Figure No.3: The name “James K. Polk” and date “1845” are found near the powder horn’s butt end. Also present is the top half of the James K. Polk figure with whip in hand riding a horse. These are the same figures and date described years later by Alvarado Tansel when he recalled his father, Timothy Tansel, carving a decorated powder horn.

The “James K. Polk” Powder Horn: Years ago at the Baltimore Antique Gun Show, Connecticut antique dealer Bill Guthman pulled the author aside and said he had a Tansel horn to show him. The horn was an Indiana era horn of average size and artwork, decorated with the standard Tansel eagle, deer and dogs, and scalloped border. But it also had the name “James K. Polk” with an image of Polk riding a horse. Above Polk was the date “1845.” At the time, the imagery did not seem special, but the back side of the horn had an inscription that quickly made it a unique item. The inscription had numerous misspellings, typical of Timothy Tansel’s work, but in corrected form it read:

“A Present From John Pendergast of Indiana to Huah Maines of Bedford County, Pennsylvania.”  

Figure No.4: The inscription on the back of the “James K. Polk” horn uses rather imaginative spelling. Tim Tansel was listed as “illiterate” in the census, and he obviously struggled in copying a requested inscription. However, to his credit, he was able to communicate the sentiment reasonably well. The inscription is noteworthy because it shows the value placed on a Tansel horn in 1845, sufficient for someone to gift such a horn to a friend hundreds of miles away in Pennsylvania. The flat, chimed-in horn butt plug is visible in this view.

Mr. Guthman was not known to offer bargains, and the Polk horn was no exception. But a deal was made, and the horn changed hands. Years later, when the reference to Timothy Tansel carving a “James K. Polk” powder horn in 1845 was found, the horn became more meaningful. It may have been the horn described by Alvarado Tansel that his father carved back in 1845. The lengthy inscription, while not mentioned in the county history reference, may have been the reason the horn was remembered. It was a special horn, ordered by a local man as a gift for another man in distant Pennsylvania, creating a special and more difficult-to-carve horn that Timothy Tansel might have mentioned at the dinner table.

The “James K. Polk” Powder Horn: The horn measures 14-1/8” on the outside curve and 10-7/8” on the inside curve, about average in size, with mostly standard Tansel features. However, it has the James K. Polk connection and 1845 date, a lengthy inscription of gifting the horn to a man in Pennsylvania, and a variant “dog and deer” scene with the dog gripping the deer’s throat while a hunter shoots an arrow into the deer’s hindquarters.

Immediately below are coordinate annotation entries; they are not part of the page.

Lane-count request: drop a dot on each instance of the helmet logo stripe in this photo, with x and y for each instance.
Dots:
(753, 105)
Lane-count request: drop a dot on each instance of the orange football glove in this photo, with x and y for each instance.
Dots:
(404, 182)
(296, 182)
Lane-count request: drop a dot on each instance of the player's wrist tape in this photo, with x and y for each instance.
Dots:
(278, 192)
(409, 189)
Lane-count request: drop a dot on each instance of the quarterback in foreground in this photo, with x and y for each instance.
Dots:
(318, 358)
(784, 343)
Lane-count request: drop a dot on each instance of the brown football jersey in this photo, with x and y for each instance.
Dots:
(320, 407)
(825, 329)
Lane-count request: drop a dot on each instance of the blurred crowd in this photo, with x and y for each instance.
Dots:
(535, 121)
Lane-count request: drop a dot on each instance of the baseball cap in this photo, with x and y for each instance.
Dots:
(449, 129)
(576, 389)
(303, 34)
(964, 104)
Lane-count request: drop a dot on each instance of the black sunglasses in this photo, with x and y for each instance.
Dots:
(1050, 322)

The butt plug is a flattened horn disc chimed into the horn’s base and having a small staple for strap attachment. Upon examination, the horn was probably originally plugged in that manner, but the first horn plug eventually warped and fell out. It was replaced by a thinner, later plug. The border scallops near the spout lack the normal small border between the scallops and outer edge, and the plug end lacks the same small border, suggesting the butt wasn’t shortened [despite its appearance] and originally had a chimed horn plug.

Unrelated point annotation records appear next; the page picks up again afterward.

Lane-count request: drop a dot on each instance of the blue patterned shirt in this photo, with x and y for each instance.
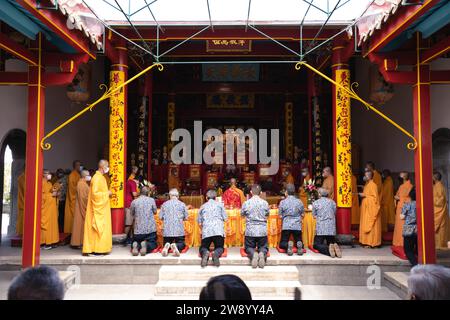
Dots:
(255, 210)
(290, 210)
(212, 216)
(143, 209)
(173, 213)
(324, 210)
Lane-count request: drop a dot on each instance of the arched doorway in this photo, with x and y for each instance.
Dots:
(441, 155)
(15, 143)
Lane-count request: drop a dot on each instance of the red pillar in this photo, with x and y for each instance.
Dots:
(342, 160)
(423, 164)
(34, 162)
(119, 148)
(149, 93)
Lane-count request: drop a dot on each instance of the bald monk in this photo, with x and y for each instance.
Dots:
(441, 220)
(72, 182)
(356, 214)
(233, 196)
(328, 183)
(401, 197)
(97, 238)
(49, 213)
(370, 223)
(387, 201)
(302, 193)
(20, 203)
(80, 209)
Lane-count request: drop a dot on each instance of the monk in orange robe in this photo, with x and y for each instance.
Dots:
(387, 201)
(441, 220)
(233, 197)
(20, 203)
(301, 191)
(370, 224)
(69, 209)
(356, 217)
(401, 197)
(80, 209)
(49, 213)
(328, 183)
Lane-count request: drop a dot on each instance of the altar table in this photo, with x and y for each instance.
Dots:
(235, 229)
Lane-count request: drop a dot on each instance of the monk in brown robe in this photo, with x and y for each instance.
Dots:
(328, 183)
(356, 215)
(80, 209)
(370, 224)
(441, 220)
(387, 201)
(20, 203)
(301, 191)
(401, 197)
(49, 213)
(233, 197)
(71, 193)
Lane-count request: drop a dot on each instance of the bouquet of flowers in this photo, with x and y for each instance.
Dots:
(311, 190)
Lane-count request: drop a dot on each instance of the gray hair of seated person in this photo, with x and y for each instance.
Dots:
(174, 193)
(323, 192)
(211, 194)
(429, 282)
(38, 283)
(290, 189)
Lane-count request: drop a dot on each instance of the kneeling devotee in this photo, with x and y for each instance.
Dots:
(256, 210)
(211, 218)
(49, 213)
(173, 212)
(97, 238)
(81, 199)
(370, 225)
(144, 237)
(324, 210)
(291, 211)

Figure No.5: The James K. Polk horn used a variation of the usual “dogs chasing deer” image. Here the dog has the deer in its jaws while the hunter shoots an arrow into the deer’s hindquarters. Action scenes enhance the interest in a Tansel horn, and this scene accomplishes that objective.

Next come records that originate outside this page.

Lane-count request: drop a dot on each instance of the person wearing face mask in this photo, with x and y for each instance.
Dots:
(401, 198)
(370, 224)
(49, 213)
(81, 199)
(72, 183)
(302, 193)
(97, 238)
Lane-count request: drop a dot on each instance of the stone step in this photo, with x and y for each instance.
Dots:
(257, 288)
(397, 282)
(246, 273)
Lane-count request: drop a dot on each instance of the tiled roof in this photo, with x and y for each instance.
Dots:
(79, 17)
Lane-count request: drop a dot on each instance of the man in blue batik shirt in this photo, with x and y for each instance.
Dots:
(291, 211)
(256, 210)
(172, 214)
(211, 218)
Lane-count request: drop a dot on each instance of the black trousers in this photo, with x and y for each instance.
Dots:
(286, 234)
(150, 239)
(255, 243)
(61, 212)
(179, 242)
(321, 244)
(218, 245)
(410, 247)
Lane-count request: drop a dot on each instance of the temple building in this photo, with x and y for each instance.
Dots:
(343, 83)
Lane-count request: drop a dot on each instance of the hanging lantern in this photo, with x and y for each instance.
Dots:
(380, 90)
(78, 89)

Summary: Timothy Tansel may have made other “James K. Polk” horns, but the study horn has a unique “gifting” inscription, making it an unusual horn that Timothy may have spent more time on, remembered better, and mentioned to other family members. Whether it is the horn in the reference is not the issue here. Rather, that issue is the fact that, in 1890, Alvarado Tansel, son of Timothy Tansel, recalled his father carving a decorated powder horn in 1845 and left a written record of it, which today remains the only documentation of a Tansel family member carving a decorated powder horn.